Gaming technology provider GAN saw revenue grow in 2020, but higher expenses led to a loss of $20.2m.

Revenue for the 12 months to December 31 amounted to $35.2m, up 17.3% from $30.0m in the previous year.

Real-money internet gaming (RMIG) remained by far the main source of income for GAN, with revenue from these operations climbing 5.8% year-on-year to $25.6m as a result of new client launches.

GAN noted that last year’s RMIG revenue total included the impact of an existing partnership with the WinStar World Casino brand in Europe, but the Chicksaw Nation ended this deal in 2020. Excluding this impact, RMIG revenue was up by 28.0%.

In terms of simulated gaming, revenue here increased 66.7% to $9.5m, helped by four new client launches, most notably with Penn National Gaming.

GAN signed a total of six new client partnerships in 2020 – two within is RMIG business and four for simulated gaming – and secured seven new client deals, including an agreement with Wynn Resorts 10-year deal in Michigan and a multi-state deal with Churchill Downs.

Shortly after the year end, GAN completed its $167.6m acquisition of Coolbet and has since secured its first sportsbook deal for the brand with an existing client in Virginia.

“2020 was a highly successful, foundation-building year for GAN,” GAN chief executive Dermot Smurfit said. “We expanded our top-line, doubled our new client launches, signed numerous new customers that we believe will support stable and growing recurring revenue, and rounded out our product portfolio through multiple new content partnerships and the acquisition of Coolbet.”

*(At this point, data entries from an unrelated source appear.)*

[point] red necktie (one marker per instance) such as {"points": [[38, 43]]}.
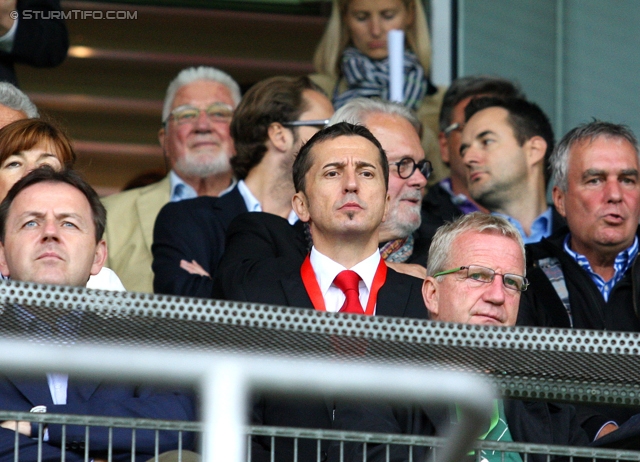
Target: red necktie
{"points": [[347, 281]]}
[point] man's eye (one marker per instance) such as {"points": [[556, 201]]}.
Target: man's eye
{"points": [[14, 164]]}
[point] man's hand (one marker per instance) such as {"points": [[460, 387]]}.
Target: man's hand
{"points": [[23, 427], [7, 15], [193, 268], [412, 269]]}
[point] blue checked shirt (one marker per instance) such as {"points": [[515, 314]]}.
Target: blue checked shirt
{"points": [[620, 266]]}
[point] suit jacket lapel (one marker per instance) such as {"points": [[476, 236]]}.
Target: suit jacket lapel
{"points": [[393, 296], [294, 291], [148, 207]]}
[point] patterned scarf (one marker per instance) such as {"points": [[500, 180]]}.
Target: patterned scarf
{"points": [[398, 250], [370, 78]]}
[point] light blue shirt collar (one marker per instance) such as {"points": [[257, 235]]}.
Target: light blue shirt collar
{"points": [[541, 226]]}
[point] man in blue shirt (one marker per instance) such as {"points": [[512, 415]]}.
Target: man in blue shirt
{"points": [[583, 275], [505, 146]]}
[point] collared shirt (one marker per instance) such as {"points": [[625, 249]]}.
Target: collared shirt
{"points": [[541, 226], [460, 200], [326, 271], [253, 204], [621, 264], [6, 40], [181, 190]]}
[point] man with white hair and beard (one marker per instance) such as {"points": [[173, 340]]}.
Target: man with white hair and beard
{"points": [[197, 146], [258, 237]]}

However, alongside this increase in revenue, GAN reports a significant rise in operating costs, with the provider spending a total of $54.6m up 99.3% year-on-year.

The largest increase in spending came with general and administrative costs, which almost trebled from $8.4m in 2019 to $24.8m in 2020.

Higher spending meant GAN posted an operating loss of $19.5m, compared to a $2.6m profit in the previous year. After accounting for $392,000 in other costs, loss before tax stood at $19.9m, in contrast to a $2.6m profit in 2019.

GAN paid $353,000 in income tax, meaning it ended the year with a total net loss of $20.2m, compared to a $2.0m profit at the same point in the previous year.

However, Smurfit remained optimistic about the year ahead, highlighting the new sportsbook deal in Virginia, as well as recent launches with a number of clients in Michigan.

“We have the right strategy, an industry leading platform that we enhance each and every day, and a strong financial position that will support our growing recurring revenue-based model and help us drive long-term value for our shareholders,” Smurfit said.

GAN also published figures for its fourth quarter, during which revenue fell by 16.8% to $8.9m. RMIG revenue was down by 35.5% to $6.0m, but simulated gaming revenue more than doubled from $1.4m to $2.9m.

Operating costs increased 142.3% year-on-year to $17.2m in Q4, resulting in an operating loss of $8.3m, compared to a $3.5m profit in 2019.

When including other costs, loss before tax was also $8.3m, and after accounting for $34,000 in tax payments, net loss for Q4 was $8.3m, in contrast to a profit of $3.4m in the previous year.

Looking ahead, GAN forecast a significant increase in revenue for 2021, saying it expects to achieve between $100.0m and $105.0m in revenue, including up to $25.0m in Q1.